Depo-Provera Class Action Lawsuit

Women are suing the maker of Depo-Provera birth control claiming that the birth control drug has caused them severe bone loss leading to osteoporosis.  A $700-million class-action lawsuit was been filed against the drug company Pfizer.  Pfizer is an international pharmaceutical conglomerate that also markets the drugs Viagra, Zoloft and Celebrex.  Pfizer has already been targetted for the alleged serious, and sometimes lethal, side effects stemming from the use of the anti-depressant drug Zoloft and the company currently facing a class action lawsuit in the U.S. over Celebrex, which is alleged to cause heart attacks in users.

Depo-Provera acts as an abortifacient or birth control drug.  It is administered through injections four times a year and the artificial hormone prevents a fetus in the earliest stages of development from implanting on the wall of the uterus which leads to its death.

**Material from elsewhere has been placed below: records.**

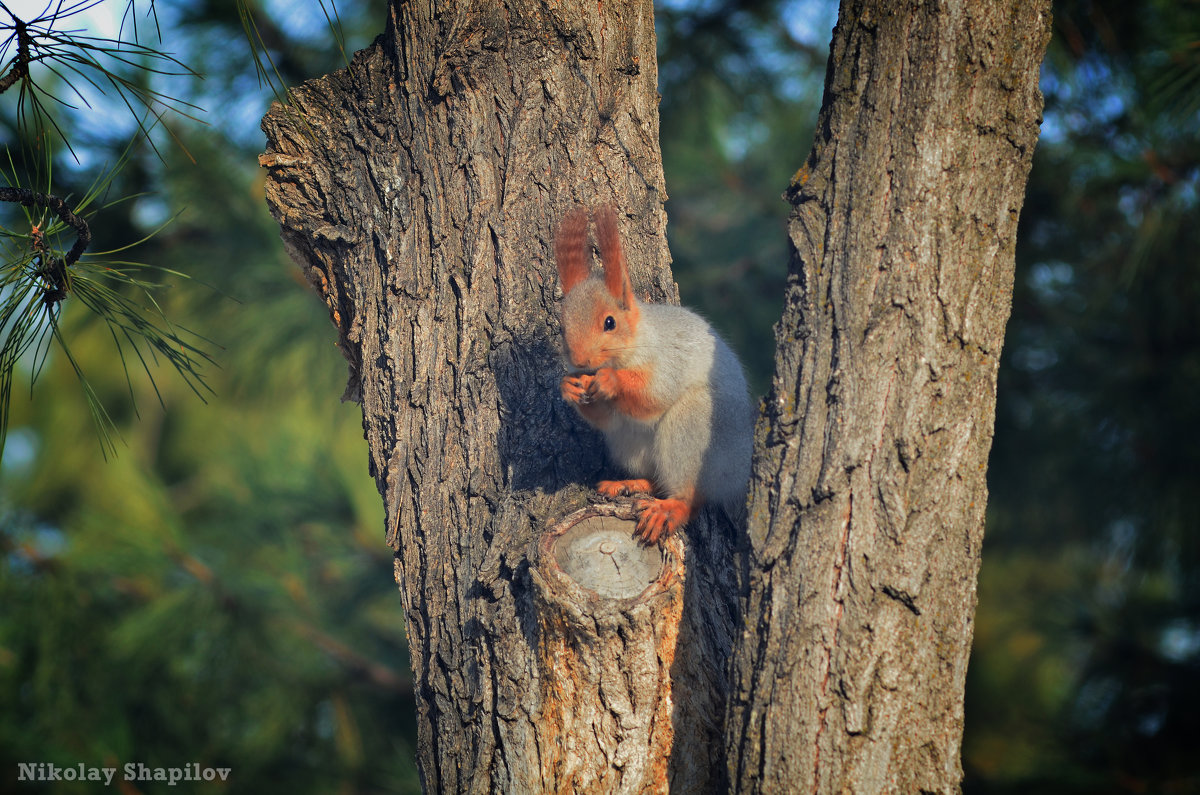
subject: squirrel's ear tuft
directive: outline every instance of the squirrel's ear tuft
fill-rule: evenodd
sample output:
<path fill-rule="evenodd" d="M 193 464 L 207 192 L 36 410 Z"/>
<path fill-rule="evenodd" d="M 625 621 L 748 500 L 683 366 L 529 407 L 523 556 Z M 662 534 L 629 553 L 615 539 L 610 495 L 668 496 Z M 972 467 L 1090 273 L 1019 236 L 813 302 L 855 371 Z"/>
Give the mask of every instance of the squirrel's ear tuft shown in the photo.
<path fill-rule="evenodd" d="M 634 305 L 633 285 L 629 281 L 629 269 L 625 266 L 625 254 L 621 250 L 621 233 L 617 229 L 617 214 L 609 205 L 596 210 L 596 243 L 600 247 L 600 260 L 604 263 L 604 286 L 608 294 L 621 302 L 622 309 Z"/>
<path fill-rule="evenodd" d="M 554 258 L 558 262 L 558 280 L 563 295 L 575 289 L 592 270 L 591 250 L 588 247 L 588 215 L 582 207 L 567 213 L 558 226 L 554 242 Z"/>

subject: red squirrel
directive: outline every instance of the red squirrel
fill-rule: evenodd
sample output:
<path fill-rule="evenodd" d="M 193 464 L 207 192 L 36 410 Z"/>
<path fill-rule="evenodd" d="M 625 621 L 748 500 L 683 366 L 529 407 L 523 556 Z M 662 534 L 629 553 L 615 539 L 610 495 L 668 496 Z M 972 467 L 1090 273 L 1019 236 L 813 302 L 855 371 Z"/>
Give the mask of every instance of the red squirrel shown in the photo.
<path fill-rule="evenodd" d="M 750 478 L 753 417 L 742 365 L 701 317 L 634 296 L 611 207 L 595 212 L 604 278 L 593 276 L 588 213 L 563 220 L 555 243 L 563 289 L 563 398 L 603 434 L 630 480 L 608 497 L 638 499 L 637 535 L 654 544 L 704 502 L 738 515 Z"/>

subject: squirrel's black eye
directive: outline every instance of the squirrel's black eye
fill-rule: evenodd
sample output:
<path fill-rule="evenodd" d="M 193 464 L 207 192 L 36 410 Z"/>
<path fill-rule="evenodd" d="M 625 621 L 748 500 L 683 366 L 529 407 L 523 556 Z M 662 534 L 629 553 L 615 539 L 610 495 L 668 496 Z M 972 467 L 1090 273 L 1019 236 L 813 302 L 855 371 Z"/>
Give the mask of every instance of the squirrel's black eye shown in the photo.
<path fill-rule="evenodd" d="M 616 327 L 617 327 L 617 321 L 613 320 L 612 315 L 609 315 L 608 317 L 604 318 L 604 330 L 605 331 L 612 331 Z"/>

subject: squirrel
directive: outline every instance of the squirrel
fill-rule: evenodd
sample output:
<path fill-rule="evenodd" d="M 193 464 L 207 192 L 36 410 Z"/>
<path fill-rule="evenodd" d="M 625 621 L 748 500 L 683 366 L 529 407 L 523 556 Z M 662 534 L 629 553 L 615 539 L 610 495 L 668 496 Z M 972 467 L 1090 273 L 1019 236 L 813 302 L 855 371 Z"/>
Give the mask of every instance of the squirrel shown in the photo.
<path fill-rule="evenodd" d="M 563 399 L 598 428 L 630 480 L 602 480 L 607 497 L 635 501 L 636 535 L 655 544 L 705 502 L 740 515 L 753 448 L 742 365 L 699 315 L 634 296 L 617 218 L 595 212 L 604 278 L 591 274 L 588 212 L 562 221 L 555 259 L 563 290 Z M 658 495 L 658 496 L 654 496 Z"/>

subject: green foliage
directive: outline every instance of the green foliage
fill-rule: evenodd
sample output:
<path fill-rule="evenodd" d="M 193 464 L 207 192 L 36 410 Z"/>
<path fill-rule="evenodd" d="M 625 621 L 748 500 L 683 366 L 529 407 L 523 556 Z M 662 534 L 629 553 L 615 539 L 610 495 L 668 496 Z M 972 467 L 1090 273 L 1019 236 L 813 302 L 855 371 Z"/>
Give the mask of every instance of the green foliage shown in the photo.
<path fill-rule="evenodd" d="M 48 146 L 46 150 L 49 151 Z M 62 301 L 67 297 L 103 321 L 107 336 L 115 343 L 114 350 L 130 390 L 133 388 L 129 379 L 131 360 L 153 384 L 151 365 L 157 365 L 161 359 L 170 363 L 198 396 L 209 391 L 200 368 L 212 359 L 200 347 L 202 341 L 186 329 L 175 327 L 154 297 L 159 286 L 152 281 L 154 275 L 165 273 L 181 277 L 182 274 L 116 259 L 136 243 L 72 256 L 76 251 L 82 252 L 91 239 L 87 224 L 98 213 L 111 209 L 111 204 L 124 200 L 119 198 L 93 209 L 93 205 L 101 203 L 109 183 L 124 164 L 126 154 L 122 154 L 114 168 L 104 170 L 97 177 L 83 197 L 73 203 L 72 209 L 49 193 L 22 188 L 20 173 L 15 167 L 7 174 L 0 169 L 0 177 L 8 183 L 8 187 L 0 188 L 0 196 L 15 196 L 13 201 L 19 202 L 23 211 L 19 223 L 0 224 L 0 240 L 3 241 L 0 330 L 5 332 L 0 346 L 0 451 L 8 428 L 14 377 L 24 370 L 31 383 L 36 381 L 51 352 L 51 341 L 56 343 L 54 347 L 71 365 L 82 386 L 100 434 L 101 448 L 106 454 L 114 450 L 113 421 L 95 388 L 84 377 L 82 366 L 67 343 L 70 335 L 60 322 Z M 24 206 L 25 202 L 33 207 Z M 53 215 L 52 209 L 57 210 Z M 13 231 L 18 227 L 28 231 Z M 79 242 L 83 240 L 81 235 L 86 235 L 83 244 Z M 68 246 L 63 238 L 70 238 L 72 245 Z"/>
<path fill-rule="evenodd" d="M 122 24 L 115 37 L 93 35 L 78 26 L 78 17 L 102 2 L 47 2 L 32 17 L 3 8 L 0 92 L 18 86 L 17 127 L 35 148 L 49 141 L 53 133 L 70 149 L 74 136 L 67 133 L 71 125 L 64 121 L 63 113 L 80 106 L 91 108 L 99 97 L 124 106 L 147 140 L 153 140 L 150 132 L 165 116 L 191 118 L 191 112 L 199 110 L 192 103 L 157 90 L 146 79 L 150 75 L 199 75 L 170 53 L 139 40 L 135 0 L 127 0 L 125 7 L 123 22 L 130 23 L 128 28 Z M 148 5 L 155 33 L 159 33 L 153 0 Z M 161 43 L 161 35 L 158 39 Z"/>
<path fill-rule="evenodd" d="M 109 187 L 126 166 L 132 144 L 114 165 L 99 169 L 78 198 L 59 192 L 57 147 L 65 146 L 79 159 L 74 136 L 68 135 L 72 110 L 82 107 L 94 113 L 93 105 L 100 101 L 123 106 L 136 125 L 135 143 L 154 148 L 151 133 L 164 117 L 189 118 L 196 109 L 154 87 L 155 76 L 197 75 L 168 53 L 139 42 L 136 25 L 131 26 L 132 38 L 125 37 L 124 26 L 115 37 L 71 27 L 78 15 L 97 5 L 60 0 L 46 4 L 32 18 L 19 17 L 7 6 L 2 9 L 0 31 L 8 35 L 0 42 L 0 93 L 13 87 L 17 93 L 15 99 L 6 97 L 11 135 L 5 136 L 7 167 L 0 168 L 5 182 L 0 201 L 8 203 L 0 212 L 0 455 L 14 378 L 27 375 L 31 383 L 36 381 L 52 349 L 71 363 L 102 447 L 113 447 L 115 426 L 60 323 L 61 304 L 68 297 L 107 323 L 126 372 L 136 360 L 134 366 L 153 379 L 150 365 L 162 360 L 198 394 L 205 389 L 200 369 L 209 358 L 201 341 L 177 329 L 163 314 L 146 265 L 114 258 L 134 244 L 122 241 L 108 251 L 88 252 L 92 225 L 110 209 Z M 132 0 L 126 13 L 136 19 Z M 73 119 L 78 118 L 74 114 Z M 118 195 L 114 203 L 125 198 Z"/>
<path fill-rule="evenodd" d="M 16 781 L 18 762 L 39 761 L 229 767 L 222 789 L 237 792 L 419 791 L 403 616 L 360 411 L 338 402 L 334 331 L 266 211 L 261 137 L 236 126 L 257 123 L 269 91 L 244 97 L 254 72 L 236 15 L 201 10 L 161 8 L 162 30 L 210 75 L 203 104 L 226 112 L 178 126 L 182 146 L 95 136 L 78 162 L 53 165 L 64 195 L 106 181 L 90 250 L 141 240 L 129 258 L 159 269 L 144 285 L 128 274 L 109 300 L 153 300 L 170 329 L 212 340 L 216 397 L 155 383 L 136 357 L 127 368 L 86 288 L 58 305 L 118 455 L 104 461 L 93 441 L 71 359 L 40 354 L 0 468 L 0 789 L 102 788 Z M 343 18 L 351 41 L 379 27 L 373 11 Z M 273 40 L 278 63 L 309 51 L 296 24 Z M 241 71 L 233 44 L 214 40 L 240 47 Z M 87 278 L 86 265 L 72 276 Z M 193 280 L 153 278 L 163 271 Z"/>
<path fill-rule="evenodd" d="M 15 415 L 36 455 L 6 477 L 22 507 L 3 536 L 0 770 L 195 761 L 231 767 L 243 792 L 415 791 L 402 617 L 358 409 L 337 402 L 344 364 L 247 170 L 194 149 L 236 175 L 194 180 L 226 206 L 203 221 L 215 229 L 185 214 L 153 253 L 240 269 L 241 303 L 169 299 L 225 346 L 220 397 L 206 407 L 163 384 L 162 410 L 139 419 L 144 396 L 123 394 L 119 369 L 98 373 L 127 441 L 107 464 L 80 444 L 89 420 L 72 401 Z M 184 192 L 200 176 L 170 165 Z M 80 355 L 102 359 L 99 321 L 68 320 Z M 51 361 L 45 387 L 72 377 Z"/>
<path fill-rule="evenodd" d="M 1196 791 L 1200 13 L 1055 14 L 1001 364 L 968 790 Z"/>
<path fill-rule="evenodd" d="M 243 68 L 253 64 L 259 86 L 270 86 L 282 101 L 289 79 L 299 77 L 289 72 L 289 78 L 281 71 L 297 66 L 281 58 L 288 48 L 278 45 L 288 38 L 259 12 L 257 3 L 236 0 L 234 5 L 245 37 L 239 63 Z M 144 144 L 165 164 L 164 151 L 169 150 L 162 148 L 159 139 L 168 138 L 187 152 L 182 133 L 168 122 L 197 121 L 202 113 L 200 105 L 182 98 L 185 93 L 198 93 L 193 83 L 200 74 L 160 48 L 162 27 L 153 0 L 141 8 L 135 0 L 127 0 L 119 30 L 112 36 L 93 35 L 79 21 L 81 15 L 101 6 L 103 0 L 58 0 L 31 17 L 18 16 L 7 6 L 0 9 L 0 32 L 7 32 L 0 41 L 0 94 L 18 89 L 15 99 L 9 97 L 10 168 L 0 169 L 6 171 L 0 177 L 7 183 L 0 187 L 0 202 L 16 203 L 23 210 L 0 212 L 0 239 L 6 244 L 0 249 L 5 255 L 0 260 L 0 455 L 14 379 L 28 376 L 32 386 L 41 359 L 51 348 L 72 363 L 101 445 L 108 452 L 115 450 L 116 428 L 59 323 L 60 304 L 68 297 L 107 322 L 126 371 L 133 363 L 153 381 L 157 365 L 166 363 L 198 395 L 207 391 L 202 367 L 211 363 L 209 349 L 162 312 L 154 297 L 160 285 L 147 274 L 149 266 L 112 259 L 137 244 L 119 240 L 113 250 L 88 251 L 93 226 L 108 219 L 105 211 L 111 210 L 110 205 L 136 198 L 116 192 L 112 202 L 105 201 L 114 178 L 129 165 L 131 150 Z M 324 41 L 336 42 L 344 65 L 348 59 L 337 9 L 326 0 L 319 0 L 317 8 L 324 19 Z M 221 8 L 215 18 L 205 17 L 205 11 L 193 7 L 180 22 L 211 26 L 230 21 L 228 9 Z M 139 20 L 141 37 L 158 46 L 147 46 L 139 38 Z M 132 142 L 114 165 L 94 175 L 82 198 L 74 198 L 59 178 L 51 176 L 55 149 L 65 146 L 78 164 L 80 153 L 73 140 L 80 130 L 90 127 L 94 117 L 111 115 L 122 107 L 126 122 L 134 127 Z M 28 186 L 22 187 L 23 183 Z M 180 271 L 156 270 L 159 275 L 187 278 Z"/>
<path fill-rule="evenodd" d="M 402 617 L 359 411 L 337 401 L 344 363 L 253 161 L 188 143 L 206 166 L 164 173 L 193 209 L 146 253 L 240 299 L 180 285 L 165 307 L 222 344 L 219 397 L 165 382 L 138 418 L 146 395 L 97 372 L 126 441 L 108 463 L 80 441 L 65 360 L 43 374 L 58 397 L 14 413 L 34 449 L 5 472 L 21 507 L 2 536 L 0 770 L 195 761 L 243 792 L 415 791 Z M 102 321 L 71 309 L 80 356 L 102 361 Z"/>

The drug is effective in ending pregnancies more than 99% of the time according to Pfizer’s website. Advertisers have hailed the drug as a “hassle and worry free” birth control method, saving women from taking daily pills. However, concerns that the drug may also cause massive and possibly irreversible bone loss in young women have led to three current lawsuits under way in Canada.  The drug has also been correlated with increased susceptibility to STD’s in users.  In fact the risk
may be up to three times higher than normal according to one study.

Depo-Provera has been at the forefront of foreign-funded birth control programs in the developing world. Between 1994-2000, USAID sent over 40 million units of the drug to these programs with much of it going to Africa. Proponents of the medication have been accused of contributing to the spread of HIV in Africa by weakening women’s immune systems through use of the drug.